Malcolm made a harsh sound, disbelief and frustration mixing in equal measure. When neither of them said anything more, he shook his head. “What would you have me do? Throw the church aside, just because my wife has… because of this?”
“There is more,” Catrin said quickly. “Stories from the south, from soldiers of Jaerdin who came north before Bassion cut them off. Lady Sophie has rejected Cinder.”
“Because Sacombre killed her father,” Malcolm said. “What do you expect?”
“It is deeper than that,” Catrin said, frustrated. “You brush off everything, out of hand, as simple human emotion. Sophie is right to end her worship of Cinder, and not merely because of Sacombre’s sin. You ne
ed to stop thinking of the high inquisitor as an exception to Cinder’s reign.”
“What are you saying? Are you even listening to yourself?”
“Very clearly,” Catrin said. “Are you? Cinder is the god of winter. Of death. Of judgment, when there should be joy. Cruelty, when Strife would give compassion. Why do we worship Cinder? Why would anybody?”
“Because the world is hard,” Malcolm said. “He sacrificed his flames to give the world the peace of night, but the price was great. Without him, humanity would still be living underground, in caves, while the surface burned to ash. We owe him that worship.”
“He asks too much,” Catrin said, becoming angry.

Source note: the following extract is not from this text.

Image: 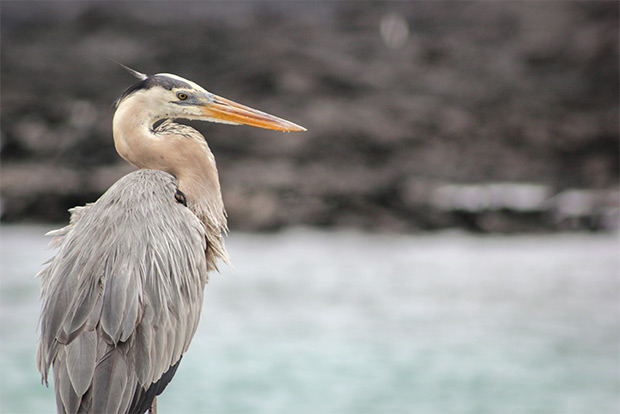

“He asks what he is owed,” Malcolm argued. “Cinder’s judgment makes us strong. He tests us, winnowing the weak, stiffening the strong. The world cannot be eternal summer, child. There is sadness, if only to sharpen the joy.” He drew closer to the girl, taking her shoulders in his hands, staring down at her. “There must be night, to quench the heat of day. Give everything to Strife, and we would burn into ash.”
“Cinder is evil,” Catrin said. Her face was stiff with anger. “He is darkness, and death, and every wrong thing in the world. He does not deserve our worship.”
Malcolm hissed and pushed her away, as though her heresy would rub off on him. The bubble of air wasn’t large, but Malcolm stalked to the edge of it and stared out into the shimmering water. A light grew behind him. Sorcha’s hand came down on his shoulder, which twitched.
“There was a time, my husband, that we celebrated our love. My touch was not something you flinched from. My eyes were a pool you would fall into.” She turned him around and rested her head against his chest. This time he did not react. “Why can’t we worship love? Why must we suffer this chasm between us? I am not the one pushing you away. It is Cinder. It is winter’s hold on your heart that separates us.” She pulled away just far enough to look into his face. “Please, love, stop running from me. Please.”